Usain Bolt outdoor advertising, NYC, September 2012
PUMA has a new CEO, Bjoern Gulden. Mr. Gulden gets it. Lesson number one about performance sports shoe companys: do what you are good at. PUMA has a long tradition in making fine running shoes and soccer boots. But, every brand that I have observed over the past thirty-five years goes through a crisis of faith: someone thinks that they can expand the business by making something close to a performance running shoe, and they get shocked when the shoes don’t sell.
PUMA has had the most visible athlete in track and field for nearly the seven years and yet, has not made a consistent approach to use him for footwear sales. Perhaps, Mr. Gulden will see that the history of PUMA in athletics and football is a good place to start improving PUMA’s bottom line.
Wanna-be athletes know what authentic is. They want brands to provide them with great product, with striking colors and at good pricing. If it was easy, anyone could do it.
What gets me is that why do companies, who are doing well, change things that work?

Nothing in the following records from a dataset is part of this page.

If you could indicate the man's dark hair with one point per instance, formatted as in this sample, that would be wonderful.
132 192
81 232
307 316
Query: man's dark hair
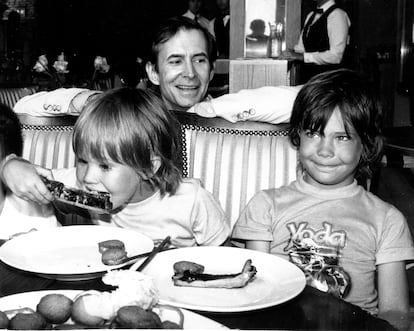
171 27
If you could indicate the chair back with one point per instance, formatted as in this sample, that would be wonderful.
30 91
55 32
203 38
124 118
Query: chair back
235 160
10 95
103 84
47 141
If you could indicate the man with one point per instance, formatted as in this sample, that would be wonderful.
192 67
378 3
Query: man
322 41
194 13
181 66
220 28
182 62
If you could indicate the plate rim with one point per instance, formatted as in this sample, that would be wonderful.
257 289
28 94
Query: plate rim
207 308
76 276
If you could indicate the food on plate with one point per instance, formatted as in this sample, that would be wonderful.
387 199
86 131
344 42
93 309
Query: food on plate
134 317
4 320
133 304
113 256
111 243
27 321
13 312
171 317
113 251
55 308
94 200
132 288
81 315
191 274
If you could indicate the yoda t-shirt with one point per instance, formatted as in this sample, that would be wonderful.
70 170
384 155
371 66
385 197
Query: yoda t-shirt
337 237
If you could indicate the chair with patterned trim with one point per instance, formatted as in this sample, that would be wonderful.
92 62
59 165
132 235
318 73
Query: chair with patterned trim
10 95
103 83
235 160
47 141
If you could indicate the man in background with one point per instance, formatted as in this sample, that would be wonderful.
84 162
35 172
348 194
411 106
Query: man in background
194 13
220 28
323 40
182 61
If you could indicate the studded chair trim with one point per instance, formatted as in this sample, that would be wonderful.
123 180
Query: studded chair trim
235 160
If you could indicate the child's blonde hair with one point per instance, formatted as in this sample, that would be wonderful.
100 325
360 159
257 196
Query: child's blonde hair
131 127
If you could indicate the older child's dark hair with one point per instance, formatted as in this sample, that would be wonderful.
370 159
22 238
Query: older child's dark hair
11 141
131 126
359 106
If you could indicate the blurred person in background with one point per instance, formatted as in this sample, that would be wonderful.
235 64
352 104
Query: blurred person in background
323 40
194 12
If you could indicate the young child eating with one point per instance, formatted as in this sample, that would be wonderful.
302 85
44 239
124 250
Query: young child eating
126 144
18 216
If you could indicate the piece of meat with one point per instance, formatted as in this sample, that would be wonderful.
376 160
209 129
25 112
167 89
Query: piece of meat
187 277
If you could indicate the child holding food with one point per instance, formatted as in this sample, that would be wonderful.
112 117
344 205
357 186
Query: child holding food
126 144
346 240
17 215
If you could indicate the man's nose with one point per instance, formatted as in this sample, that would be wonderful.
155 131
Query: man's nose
188 69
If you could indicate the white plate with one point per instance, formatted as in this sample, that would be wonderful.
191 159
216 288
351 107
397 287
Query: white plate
31 299
276 281
70 252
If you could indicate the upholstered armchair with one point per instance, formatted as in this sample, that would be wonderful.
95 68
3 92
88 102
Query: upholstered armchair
235 160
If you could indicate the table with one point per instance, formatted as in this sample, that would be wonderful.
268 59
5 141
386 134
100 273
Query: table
311 309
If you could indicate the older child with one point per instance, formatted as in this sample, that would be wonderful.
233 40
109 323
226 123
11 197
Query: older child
347 240
126 144
17 215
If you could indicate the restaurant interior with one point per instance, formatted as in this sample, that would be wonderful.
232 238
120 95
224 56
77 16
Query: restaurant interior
381 46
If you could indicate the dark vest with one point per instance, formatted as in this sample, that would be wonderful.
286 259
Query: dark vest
315 39
222 36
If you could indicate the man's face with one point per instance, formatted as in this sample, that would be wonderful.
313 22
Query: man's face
184 70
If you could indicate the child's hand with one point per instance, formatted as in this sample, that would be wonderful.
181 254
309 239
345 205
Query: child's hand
23 179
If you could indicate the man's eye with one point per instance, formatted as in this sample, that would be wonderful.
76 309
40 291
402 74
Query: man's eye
344 138
312 134
174 61
105 167
200 60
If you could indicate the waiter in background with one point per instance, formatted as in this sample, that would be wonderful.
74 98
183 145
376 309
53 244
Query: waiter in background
322 41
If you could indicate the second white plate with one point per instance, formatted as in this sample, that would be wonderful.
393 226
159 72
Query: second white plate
277 280
69 253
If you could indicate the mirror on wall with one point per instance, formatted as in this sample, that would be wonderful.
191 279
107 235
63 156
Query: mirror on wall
264 28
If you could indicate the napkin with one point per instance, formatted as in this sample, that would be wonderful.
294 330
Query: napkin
271 104
62 101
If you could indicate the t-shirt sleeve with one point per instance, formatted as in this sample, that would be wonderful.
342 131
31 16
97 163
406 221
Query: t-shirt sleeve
396 243
211 226
66 175
255 221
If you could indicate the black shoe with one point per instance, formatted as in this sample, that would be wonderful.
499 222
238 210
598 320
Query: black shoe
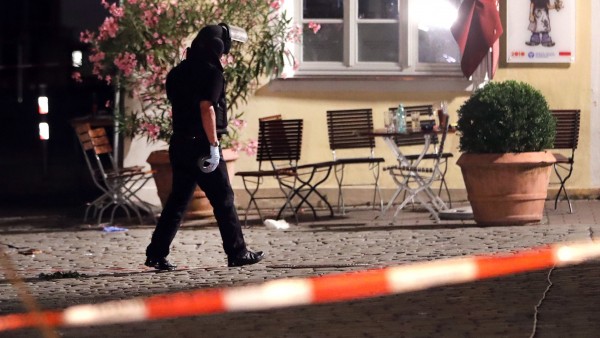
247 258
160 264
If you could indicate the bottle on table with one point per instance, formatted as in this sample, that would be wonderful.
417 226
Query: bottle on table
401 119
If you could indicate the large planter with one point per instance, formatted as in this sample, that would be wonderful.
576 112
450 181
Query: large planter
507 189
199 206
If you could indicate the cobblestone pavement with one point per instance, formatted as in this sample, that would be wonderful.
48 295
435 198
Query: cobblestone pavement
560 302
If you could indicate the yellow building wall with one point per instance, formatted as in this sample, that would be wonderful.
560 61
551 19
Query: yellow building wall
564 85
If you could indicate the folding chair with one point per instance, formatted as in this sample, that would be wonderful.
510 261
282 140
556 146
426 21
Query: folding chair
278 153
118 185
567 137
426 118
416 178
342 127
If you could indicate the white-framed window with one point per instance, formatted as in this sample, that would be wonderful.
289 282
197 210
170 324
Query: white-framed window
377 37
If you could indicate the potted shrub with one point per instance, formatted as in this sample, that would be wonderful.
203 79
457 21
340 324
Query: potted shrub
505 128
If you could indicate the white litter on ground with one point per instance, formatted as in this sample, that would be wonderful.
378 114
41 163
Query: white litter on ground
276 224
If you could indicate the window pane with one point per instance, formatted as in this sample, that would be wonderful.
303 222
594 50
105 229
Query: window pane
378 42
323 9
438 46
434 18
378 9
326 45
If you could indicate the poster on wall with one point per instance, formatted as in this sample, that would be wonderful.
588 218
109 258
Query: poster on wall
540 31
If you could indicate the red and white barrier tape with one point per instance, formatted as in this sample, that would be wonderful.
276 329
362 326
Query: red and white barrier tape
324 289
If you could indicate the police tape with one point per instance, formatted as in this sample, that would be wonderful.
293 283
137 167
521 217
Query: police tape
314 290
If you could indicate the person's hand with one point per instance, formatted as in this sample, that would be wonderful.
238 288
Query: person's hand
210 163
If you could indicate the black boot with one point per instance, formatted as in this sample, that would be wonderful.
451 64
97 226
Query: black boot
160 264
246 258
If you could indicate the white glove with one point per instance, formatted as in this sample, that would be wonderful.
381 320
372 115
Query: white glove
210 163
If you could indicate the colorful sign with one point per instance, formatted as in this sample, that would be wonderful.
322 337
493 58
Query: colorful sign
540 31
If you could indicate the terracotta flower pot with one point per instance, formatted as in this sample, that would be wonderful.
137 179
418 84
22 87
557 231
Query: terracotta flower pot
199 206
507 189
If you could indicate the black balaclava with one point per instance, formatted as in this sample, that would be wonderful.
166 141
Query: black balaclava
210 44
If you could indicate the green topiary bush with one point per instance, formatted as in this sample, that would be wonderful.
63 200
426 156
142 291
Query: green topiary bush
506 117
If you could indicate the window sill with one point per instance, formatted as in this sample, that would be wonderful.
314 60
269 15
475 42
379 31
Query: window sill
371 83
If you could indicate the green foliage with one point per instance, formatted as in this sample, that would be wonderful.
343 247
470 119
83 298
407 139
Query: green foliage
506 117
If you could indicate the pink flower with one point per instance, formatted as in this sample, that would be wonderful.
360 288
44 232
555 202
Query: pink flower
97 56
251 147
76 76
150 19
239 123
86 37
126 62
227 60
314 26
116 11
109 28
294 34
276 4
152 129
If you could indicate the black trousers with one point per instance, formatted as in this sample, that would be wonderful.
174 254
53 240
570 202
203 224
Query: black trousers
184 155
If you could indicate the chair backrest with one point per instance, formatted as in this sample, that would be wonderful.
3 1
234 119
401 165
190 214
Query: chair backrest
97 149
567 128
271 118
426 117
444 119
279 140
342 126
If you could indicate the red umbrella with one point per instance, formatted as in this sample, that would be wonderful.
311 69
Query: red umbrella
476 29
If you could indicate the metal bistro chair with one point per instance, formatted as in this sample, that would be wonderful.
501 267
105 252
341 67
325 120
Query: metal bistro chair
342 127
118 185
416 178
426 118
278 153
567 137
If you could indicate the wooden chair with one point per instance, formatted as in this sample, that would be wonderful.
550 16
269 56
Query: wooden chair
278 153
567 138
415 179
342 127
118 185
426 118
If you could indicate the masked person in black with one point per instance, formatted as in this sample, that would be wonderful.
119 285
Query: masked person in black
196 90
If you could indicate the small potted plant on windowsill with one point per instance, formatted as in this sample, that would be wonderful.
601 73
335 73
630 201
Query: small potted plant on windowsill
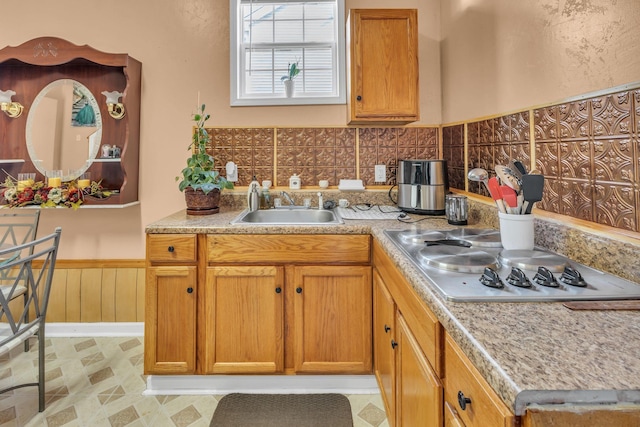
293 70
200 182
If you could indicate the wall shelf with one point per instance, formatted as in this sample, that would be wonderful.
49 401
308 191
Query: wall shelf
30 67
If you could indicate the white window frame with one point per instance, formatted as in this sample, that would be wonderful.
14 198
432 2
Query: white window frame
237 65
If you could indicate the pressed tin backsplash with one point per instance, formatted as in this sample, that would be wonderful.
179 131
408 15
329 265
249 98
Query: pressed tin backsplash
315 154
587 149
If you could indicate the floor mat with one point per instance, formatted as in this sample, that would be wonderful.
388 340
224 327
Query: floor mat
283 410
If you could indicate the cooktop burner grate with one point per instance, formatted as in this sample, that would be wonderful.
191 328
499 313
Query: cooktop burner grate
526 276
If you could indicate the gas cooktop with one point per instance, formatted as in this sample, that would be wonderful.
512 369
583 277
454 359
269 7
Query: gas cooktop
467 264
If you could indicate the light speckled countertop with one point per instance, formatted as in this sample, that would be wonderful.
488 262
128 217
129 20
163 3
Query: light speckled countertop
528 352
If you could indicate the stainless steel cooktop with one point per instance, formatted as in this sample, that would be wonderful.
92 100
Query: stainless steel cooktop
467 264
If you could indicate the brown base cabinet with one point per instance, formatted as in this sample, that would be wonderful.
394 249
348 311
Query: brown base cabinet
288 304
268 304
170 304
474 401
384 344
332 319
419 390
420 375
410 387
244 320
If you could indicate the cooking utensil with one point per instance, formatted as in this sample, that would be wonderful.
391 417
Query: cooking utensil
515 170
516 165
496 194
510 198
507 177
479 175
532 188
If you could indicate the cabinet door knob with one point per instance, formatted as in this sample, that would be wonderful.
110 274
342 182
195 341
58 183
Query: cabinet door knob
463 401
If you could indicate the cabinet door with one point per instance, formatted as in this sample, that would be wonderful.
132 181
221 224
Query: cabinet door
332 319
419 395
170 320
384 343
451 418
384 65
244 319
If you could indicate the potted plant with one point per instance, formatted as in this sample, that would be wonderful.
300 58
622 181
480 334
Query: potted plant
200 182
293 70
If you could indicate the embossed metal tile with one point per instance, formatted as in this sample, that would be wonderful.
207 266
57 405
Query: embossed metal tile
316 154
250 148
385 146
453 153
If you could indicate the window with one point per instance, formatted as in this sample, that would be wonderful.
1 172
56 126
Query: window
269 35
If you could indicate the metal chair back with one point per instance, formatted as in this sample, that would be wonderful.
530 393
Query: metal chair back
19 323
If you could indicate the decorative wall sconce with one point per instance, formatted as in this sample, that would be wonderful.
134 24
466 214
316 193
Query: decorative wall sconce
116 109
11 108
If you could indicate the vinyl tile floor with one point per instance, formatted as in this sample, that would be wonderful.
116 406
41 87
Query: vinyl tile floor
99 382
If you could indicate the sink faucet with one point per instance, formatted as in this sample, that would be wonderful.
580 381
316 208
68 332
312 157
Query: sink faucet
288 198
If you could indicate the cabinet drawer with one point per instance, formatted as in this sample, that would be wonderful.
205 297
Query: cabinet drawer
171 248
292 248
485 407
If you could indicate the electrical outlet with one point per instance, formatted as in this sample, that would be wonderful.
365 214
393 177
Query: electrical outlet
380 173
232 172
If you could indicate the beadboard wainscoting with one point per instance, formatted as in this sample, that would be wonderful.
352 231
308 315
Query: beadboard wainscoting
88 291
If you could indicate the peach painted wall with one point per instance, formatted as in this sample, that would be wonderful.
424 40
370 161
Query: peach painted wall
500 56
184 49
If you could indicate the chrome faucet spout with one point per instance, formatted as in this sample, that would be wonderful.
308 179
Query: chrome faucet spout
288 198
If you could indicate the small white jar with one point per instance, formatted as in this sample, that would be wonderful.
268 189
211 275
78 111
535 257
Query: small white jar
294 182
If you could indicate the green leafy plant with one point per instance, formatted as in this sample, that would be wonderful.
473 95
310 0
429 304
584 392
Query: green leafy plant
293 69
200 173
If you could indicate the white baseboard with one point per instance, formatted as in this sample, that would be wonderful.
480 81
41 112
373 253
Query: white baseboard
293 384
97 329
219 384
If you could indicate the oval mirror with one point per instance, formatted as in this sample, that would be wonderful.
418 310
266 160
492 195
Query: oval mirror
64 129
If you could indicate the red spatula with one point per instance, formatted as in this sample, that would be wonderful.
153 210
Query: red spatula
496 194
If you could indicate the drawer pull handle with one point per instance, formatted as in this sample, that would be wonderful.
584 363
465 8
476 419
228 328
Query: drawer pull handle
463 401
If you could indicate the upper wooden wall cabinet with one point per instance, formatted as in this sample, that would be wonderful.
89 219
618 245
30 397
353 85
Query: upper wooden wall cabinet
383 62
40 68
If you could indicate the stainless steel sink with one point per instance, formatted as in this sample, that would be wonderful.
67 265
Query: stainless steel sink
285 216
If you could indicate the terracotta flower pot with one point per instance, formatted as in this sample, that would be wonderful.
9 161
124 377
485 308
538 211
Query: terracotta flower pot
199 203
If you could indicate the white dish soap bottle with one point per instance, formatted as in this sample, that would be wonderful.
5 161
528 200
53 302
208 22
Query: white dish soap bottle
253 196
294 182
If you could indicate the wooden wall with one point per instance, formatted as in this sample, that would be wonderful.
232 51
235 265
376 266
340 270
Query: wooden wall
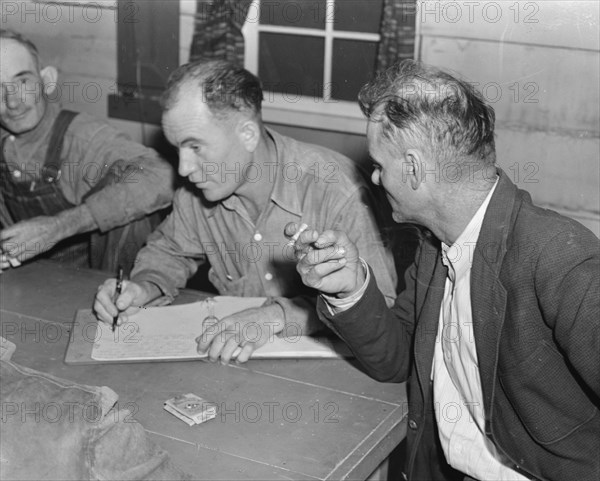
536 62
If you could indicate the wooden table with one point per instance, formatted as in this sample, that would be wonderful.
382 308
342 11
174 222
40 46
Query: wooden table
278 419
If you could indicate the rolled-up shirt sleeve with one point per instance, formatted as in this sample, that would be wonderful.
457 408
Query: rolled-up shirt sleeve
118 179
173 251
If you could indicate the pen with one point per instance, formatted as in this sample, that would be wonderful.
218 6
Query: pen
117 294
296 236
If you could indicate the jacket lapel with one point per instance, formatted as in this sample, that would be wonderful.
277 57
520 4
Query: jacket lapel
429 294
488 295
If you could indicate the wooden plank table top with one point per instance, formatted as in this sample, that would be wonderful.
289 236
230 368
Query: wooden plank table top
277 419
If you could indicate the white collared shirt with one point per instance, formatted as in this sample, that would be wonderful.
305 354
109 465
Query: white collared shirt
457 388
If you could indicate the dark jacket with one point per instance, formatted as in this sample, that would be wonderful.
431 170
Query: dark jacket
535 294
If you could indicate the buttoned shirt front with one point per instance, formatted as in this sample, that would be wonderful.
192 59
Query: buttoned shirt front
311 185
457 389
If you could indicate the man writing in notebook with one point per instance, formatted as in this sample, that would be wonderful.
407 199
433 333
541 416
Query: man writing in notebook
245 183
497 331
72 187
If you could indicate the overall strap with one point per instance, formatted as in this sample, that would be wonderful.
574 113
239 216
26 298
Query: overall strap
5 217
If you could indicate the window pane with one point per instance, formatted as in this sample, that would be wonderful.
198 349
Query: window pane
353 66
291 64
293 13
358 15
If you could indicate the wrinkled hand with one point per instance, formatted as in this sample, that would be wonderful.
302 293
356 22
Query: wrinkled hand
133 297
29 238
328 262
247 330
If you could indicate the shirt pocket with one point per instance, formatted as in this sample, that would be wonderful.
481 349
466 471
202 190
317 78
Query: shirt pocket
546 396
228 287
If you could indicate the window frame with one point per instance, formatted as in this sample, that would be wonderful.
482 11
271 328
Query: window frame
304 111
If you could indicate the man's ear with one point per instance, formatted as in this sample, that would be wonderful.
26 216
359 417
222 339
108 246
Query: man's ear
414 167
49 76
249 133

HERZOGENAURACH (GER): Puma’s new CEO Bjoern Gulden, who took over in July, has revealed plans to turnaround the company after its profits dropped by 70% last year, reports Reuters. Gulden said that the brand would go back to its roots in football and athletics in an effort to return to being a sports company rather than a fashion-led sports lifestyle company. One of Gulden’s priorities is to improve sales of the company’s footwear, which will now be more performance based. Gulden, 48, is a former professional football player and has held positions as CEO and president of Danish jewellery manufacturer Pandora (2012-2013) and as Managing Director of footwear retailer Deichmann (2000-2011).